«Пиковую даму» надо читать, а многие знают ее по опере Петра Чайковского, балету, многочисленным экранизациям, как правило, неудачным. Михаил Козаков, дважды пытавшийся перенести пушкинскую повесть на экран, пишет в «Актерской книге»: «1987 год. При вторичной попытке (первая была в 1980 году) экранизировать эту вечно загадочную повесть я сломался и загремел в психушку. Я, пройдя мучительный опыт «Пиковой дамы», нашел в себе мужество отказаться от постановки и не взял на душу грех фальсификации повести Пушкина».
Но настоящая чертовщина, которая даже в кошмарном сне не приснилась бы Пушкину, произошла в 1977 году. Немногим дано постичь глубинный смысл «Пиковой дамы», но это сделали старцы в ЦК КПСС — они запретили постановку оперы Юрию Любимову и Геннадию Рождественскому, усмотрев в их трактовке какое-то «отступление от классики».
Варлам Шаламов, отбывавший сталинский срок в наших краях, один свой рассказ начинает словами: «Играли в карты у коногона Наумова». Эта фраза сразу же отсылает к «Пиковой даме» с ее началом: «Играли в карты у конногвардейца Нарумова». Но подлинный смысл этой литературной параллели придает описанный в рассказе страшный лагерный быт. По признанию Юрия Лотмана, он, прочитав рассказ Шаламова, по-новому открыл пушкинскую повесть.
«Пиковая дама» злободневна и в наши дни. Вся современная Россия — сплошное казино, как пишет Андрей Вознесенский в последнем своем поэтическом сборнике, так и названном «Казино. Россия».

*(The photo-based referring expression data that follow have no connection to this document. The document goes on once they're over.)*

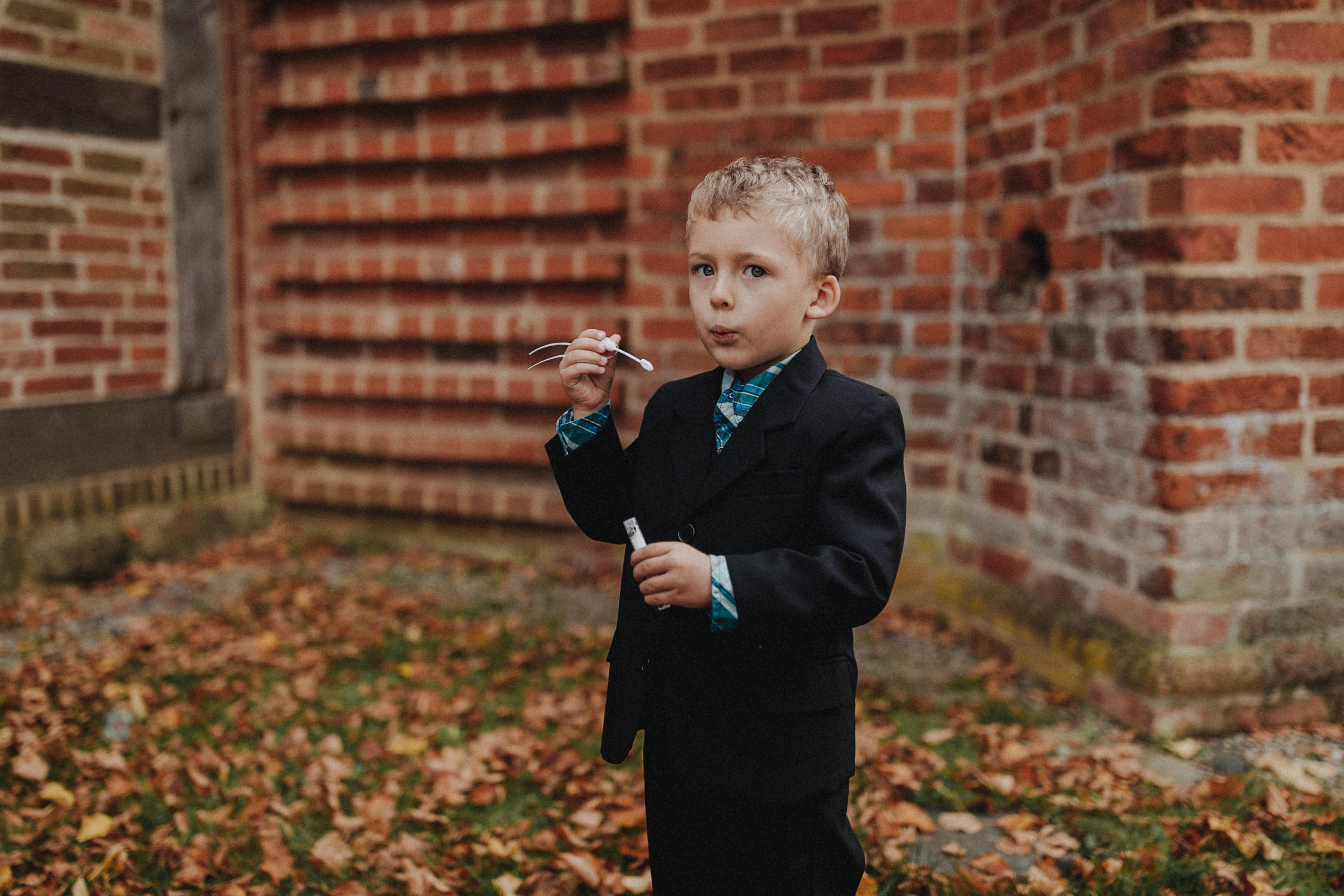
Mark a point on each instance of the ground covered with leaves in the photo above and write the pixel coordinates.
(347, 737)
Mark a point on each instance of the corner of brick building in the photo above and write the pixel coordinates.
(1147, 440)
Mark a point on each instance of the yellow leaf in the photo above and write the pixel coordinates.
(136, 695)
(644, 883)
(93, 827)
(57, 794)
(938, 735)
(402, 745)
(1324, 841)
(587, 866)
(30, 766)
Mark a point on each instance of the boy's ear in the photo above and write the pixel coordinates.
(827, 299)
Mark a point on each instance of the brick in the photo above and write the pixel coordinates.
(1179, 146)
(941, 46)
(1182, 43)
(1300, 142)
(922, 156)
(56, 385)
(1174, 7)
(1004, 566)
(1233, 194)
(1327, 392)
(769, 60)
(772, 128)
(1222, 293)
(1328, 437)
(680, 68)
(836, 21)
(54, 156)
(922, 13)
(824, 89)
(1275, 343)
(922, 84)
(1027, 179)
(19, 300)
(135, 382)
(1330, 293)
(688, 99)
(25, 42)
(1332, 198)
(737, 29)
(37, 271)
(33, 242)
(1307, 41)
(1227, 396)
(1014, 61)
(863, 53)
(1322, 242)
(1210, 244)
(1280, 440)
(86, 354)
(1234, 90)
(1191, 491)
(1115, 21)
(1109, 115)
(1023, 100)
(1186, 444)
(676, 7)
(1084, 166)
(918, 226)
(1008, 495)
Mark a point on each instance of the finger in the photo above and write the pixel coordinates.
(658, 585)
(655, 550)
(651, 567)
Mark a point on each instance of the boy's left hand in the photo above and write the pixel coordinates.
(672, 573)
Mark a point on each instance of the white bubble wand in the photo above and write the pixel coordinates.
(608, 346)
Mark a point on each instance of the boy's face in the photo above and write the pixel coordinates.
(753, 297)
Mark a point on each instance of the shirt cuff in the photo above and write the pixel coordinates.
(723, 609)
(577, 432)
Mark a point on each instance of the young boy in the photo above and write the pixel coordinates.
(772, 495)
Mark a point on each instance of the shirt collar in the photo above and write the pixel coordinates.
(730, 378)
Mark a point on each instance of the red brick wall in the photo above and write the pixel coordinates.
(1150, 433)
(1145, 435)
(85, 272)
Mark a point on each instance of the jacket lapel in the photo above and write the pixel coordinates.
(777, 406)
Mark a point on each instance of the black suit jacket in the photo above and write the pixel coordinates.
(808, 504)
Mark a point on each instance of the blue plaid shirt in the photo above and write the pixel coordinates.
(733, 405)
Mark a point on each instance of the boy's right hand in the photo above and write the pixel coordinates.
(587, 373)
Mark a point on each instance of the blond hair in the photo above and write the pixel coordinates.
(811, 214)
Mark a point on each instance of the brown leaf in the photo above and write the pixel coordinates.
(277, 862)
(960, 823)
(587, 866)
(912, 816)
(331, 851)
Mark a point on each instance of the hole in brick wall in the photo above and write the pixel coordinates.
(1023, 267)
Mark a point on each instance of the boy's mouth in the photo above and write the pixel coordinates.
(722, 335)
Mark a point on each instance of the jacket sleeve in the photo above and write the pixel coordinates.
(858, 530)
(595, 481)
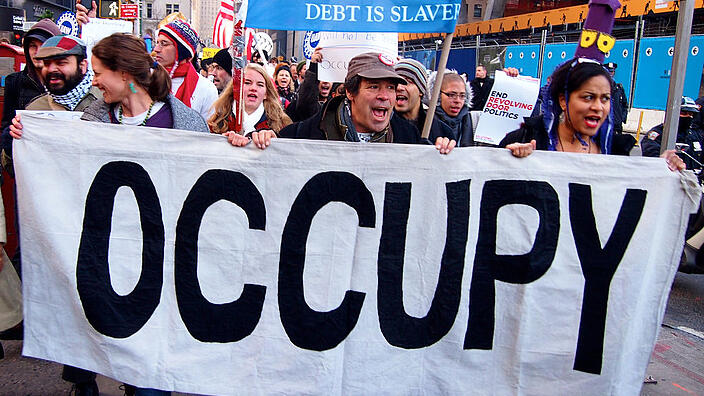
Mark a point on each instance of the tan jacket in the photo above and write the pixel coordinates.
(46, 102)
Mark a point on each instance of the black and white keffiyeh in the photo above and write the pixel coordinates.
(74, 96)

Дама — пик Чайковского, вершина духа,
Настает Час Дамы, голубые гуру!
Я планирую Случай.
В тридцать лет я — старуха?
Я ломаю игру.
Для встречи с Пиковой дамой березниковцам много не надо. Сесть на автобус № 22, двадцать минут — и вы в Усолье. Еще столько же по дамбе до родового имения Голицыных. По дамбе хорошо идти зимой, когда падает тихий снег, и летом, когда голубая вода с обеих сторон, как в море — до горизонта. Кажется, что приближаешься не к старым стенам, а к самой Литературе, к Пушкину. В любое время года, в любую погоду прекрасен особняк Голицыных. Старые ворота, старое крыльцо, старая лестница — все это не изменилось с 1818 года. Анфилада комнат и залов, мебель пушкинской поры, и вот кабинет. На старинном столике, на зеленом сукне под стеклом лежат эти таинственные карты, осколки богемского хрусталя с «алмазной искрой», прекрасного даже сейчас. В доме словно витает тень Пиковой дамы. Когда здесь совсем один, то, кажется, что кто-то еще присутствует: то какое-то дуновение, то скрип пола в далеком зале. В прошлом году молодой мужчина в безукоризненном классическом костюме, в черных очках, приходил несколько дней и читал дореволюционное издание «Пиковой дамы». С сотрудниками не разговаривал, но позволил сфотографировать себя. Однажды он пришел с клавиром оперы Чайковского «Пиковая дама» и сидел в зале. А далее идет гостиная, потом столовая, в ней стоит старинное пианино, струны в нем целы, но оторваны от клавиатуры. И вдруг в комнате ясно прозвучало несколько нот из оперы Чайковского, хотя к инструменту никто не подходил. Жутко не было, было необычайно прекрасно.